What is a Patient Centered Medical Home?
The Patient-Centered Medical Home (PCMH) is a care delivery model in which our patient’s treatment is coordinated through our office to ensure they receive the necessary care when and where they need it, in a manner they can understand.
The objective is to have a centralized setting with partnerships between patients, and our office, and when appropriate, the patient’s family.
A care team includes your Physician, Nurse Practitioner and our Care Management team. We also use registries, information technology, health information exchange and other means to assure our patients get the care when and where they need.
In addition, there is a group at our practice called the Patient Family Advisory Council or PFAC for short. The goal of patient and family engagement is to create an environment where patients, families, Doctors, Nurses, and other team members collaborate as partners to improve the patient experience, prevention of disease and quality of care. In 2019 we offered a health fair to all patients. Prevention, education and continued excellent care was the events moto, and the PFAC group achieved an award through Catholic Medical Partners for their efforts.

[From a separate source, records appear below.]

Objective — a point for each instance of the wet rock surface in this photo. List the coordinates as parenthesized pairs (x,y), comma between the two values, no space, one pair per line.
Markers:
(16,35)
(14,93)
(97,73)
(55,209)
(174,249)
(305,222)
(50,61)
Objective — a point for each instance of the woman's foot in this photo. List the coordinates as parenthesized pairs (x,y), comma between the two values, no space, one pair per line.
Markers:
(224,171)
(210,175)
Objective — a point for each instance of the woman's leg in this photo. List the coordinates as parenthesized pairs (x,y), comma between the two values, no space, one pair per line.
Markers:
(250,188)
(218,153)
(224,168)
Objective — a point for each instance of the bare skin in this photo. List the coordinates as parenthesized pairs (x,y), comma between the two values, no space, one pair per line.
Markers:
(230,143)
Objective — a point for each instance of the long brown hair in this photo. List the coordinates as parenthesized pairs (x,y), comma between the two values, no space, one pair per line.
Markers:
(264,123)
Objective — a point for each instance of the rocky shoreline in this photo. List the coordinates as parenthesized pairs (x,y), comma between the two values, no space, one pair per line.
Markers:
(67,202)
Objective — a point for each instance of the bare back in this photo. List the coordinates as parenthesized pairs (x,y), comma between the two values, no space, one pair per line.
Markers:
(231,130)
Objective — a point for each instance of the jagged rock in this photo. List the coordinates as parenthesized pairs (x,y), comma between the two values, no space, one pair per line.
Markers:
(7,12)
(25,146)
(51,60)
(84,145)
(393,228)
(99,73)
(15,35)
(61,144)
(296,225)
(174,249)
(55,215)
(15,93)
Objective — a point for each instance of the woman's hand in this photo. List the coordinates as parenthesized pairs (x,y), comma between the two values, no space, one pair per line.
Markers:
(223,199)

Patient Centered Medical Home is an accredited program through National Committee for Quality Assurance and Attestation and Audit are done every year. Our practice has achieved and maintained the highest level (Three) since 2010.
The NCQA PCMH Recognition program is the most widely adopted PCMH evaluation program in the country. More than 13,000 practices (with more than 67,000 clinicians) are Recognized by NCQA.
For practices to receive this Recognition, they must meet standards in six areas:
- Team Based Care and Practice Organization: Practices are evaluated on leadership structure, care team responsibilities, how they engage with patients, families and caregivers.
- Care Management and Support: Practice clinicians use care management protocols to help them identify patients who need closely managed care.
- Know and Manage Patients: Practices must meet standards for data collection, medication reconciliation and evidence-based clinical decision support.
- Care Coordination and Care Transitions: Practices ensure that primary and specialty care clinicians share information and manage patient referrals.
- Patient-Centered Access and Continuity: Practices provide patients with convenient access to clinical advice and continuity of care.
- Performance Measurement and Quality Improvement: Practices have processes for measuring their performance and for quality improvement activities.